Hate-mongering, inciteful rhetoric and race baiting have no place in a democracy, and contribute nil to solving our problems.
But we should steel ourselves to pause in the face of the counter-reaction that would see Mngxitama silenced, punished or banished from public politics.
He has reportedly been suspended from Twitter for seven days, and further steps have been taken by various instances with a view to penalising him for outrageous statements about killing white people and their pets on the grounds of an arbitrary association with the deaths of black people.
Whatever satisfaction might be derived from silencing the leader of the Black First Land First (BLF) president, the risks are twofold.
The first is that it has a chilling effect on the freedom to speak of all South Africans.
This is the founding principle of every free society for which tolerance and free speech are two sides of the same coin.
The right to speak our own minds is predicated on tolerance for those who disagree with us, and vice versa. Rejection of an idea, even an ugly idea, is not a sound basis, in principle, for wanting it to be banished.
The second is that censorship, far from erasing harmful ideas, only guarantees that they will almost certainly incubate in the dark, unlit spaces where they find refuge, and flourish unchallenged.
The argument for free speech is too often mired in the false difficulty that arises from objections to the content of the speech itself, and which invariably obscures the principle itself.
Defending free speech does not mean defending whatever is said – in exactly the same way as defending democracy does not automatically mean defending the political programme of, say, Freedom Front Plus,the EFF or the DA.
Defending freedom of speech is no different from defending democracy to the extent that it means defending a manner of conduct that permits disagreement, and argumentation, in liberty.
Does this mean Andile Mngxitama is in the clear? The difficult question – which it may well end up being for the courts to decide – is whether Mngxitama crossed the line from what is constitutionally defensible to what is not.

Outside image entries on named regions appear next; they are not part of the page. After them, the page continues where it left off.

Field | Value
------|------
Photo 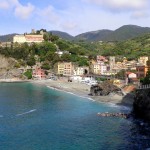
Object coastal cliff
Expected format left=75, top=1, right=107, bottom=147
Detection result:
left=90, top=81, right=123, bottom=96
left=133, top=89, right=150, bottom=121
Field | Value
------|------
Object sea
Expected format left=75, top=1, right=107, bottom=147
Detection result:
left=0, top=83, right=150, bottom=150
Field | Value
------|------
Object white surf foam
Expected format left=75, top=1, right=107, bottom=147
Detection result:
left=16, top=109, right=36, bottom=116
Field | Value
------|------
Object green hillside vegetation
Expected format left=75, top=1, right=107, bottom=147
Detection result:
left=0, top=25, right=150, bottom=42
left=75, top=25, right=150, bottom=42
left=49, top=31, right=74, bottom=41
left=0, top=33, right=16, bottom=42
left=102, top=34, right=150, bottom=60
left=0, top=30, right=150, bottom=70
left=0, top=33, right=94, bottom=69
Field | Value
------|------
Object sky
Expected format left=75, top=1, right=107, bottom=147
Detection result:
left=0, top=0, right=150, bottom=36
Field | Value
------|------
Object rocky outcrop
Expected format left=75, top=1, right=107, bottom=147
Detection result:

The line drawn by the South African constitution of 1996 is contained in the Bill of Rights, which says freedom of expression ‘does not extend to… incitement of imminent violence’ or ‘advocacy of hatred that is based on race, ethnicity, gender or religion, and that constitutes incitement to cause harm’.

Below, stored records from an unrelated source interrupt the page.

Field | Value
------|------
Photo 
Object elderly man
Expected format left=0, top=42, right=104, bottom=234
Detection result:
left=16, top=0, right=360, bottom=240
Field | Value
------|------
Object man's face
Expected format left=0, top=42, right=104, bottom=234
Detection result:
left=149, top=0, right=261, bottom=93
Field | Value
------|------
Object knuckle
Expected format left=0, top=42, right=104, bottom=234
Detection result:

The key tests, then, are whether Mngxitama’s inflammatory comments amounted to ‘incitement of imminent violence’ – imminence being a key factor – and whether their clear advocacy of hatred went as far as constituting ‘incitement to cause harm’.
For the prosecuting authorities, Mngxitama’s statements present a problem of credibility, given the state’s heavy-handed response to the likes of Penny Sparrow and Vicky Momberg, whose comments, however hurtful or ugly, did not come anywhere near inciting imminent violence.
Moderate South Africans deserve better than double standards, and they will doubtless be watching closely to see how the judicial authorities respond to Mngxitama.
Yet there is, as is evident from the preceding argument, considerable doubt about the wisdom of counting on the law as an instrument for making people think the right thoughts when the fundamental process of free societies depends on arguing the case for every idea.
But, if preserving free speech really is the greater good, we feel certain that the majority of South Africans agree with us in challenging President Cyril Ramaphosa, the ruling party and every other political leader in the country to join ordinary citizens in saying: ‘Enough is enough, we reject racism from whichever quarter it comes; it has no place in our modern, free society, and we disown those who espouse it.’
* Morris is head of media at the Institute of Race Relations (IRR)
** The views expressed here are not necessarily those of Independent Media.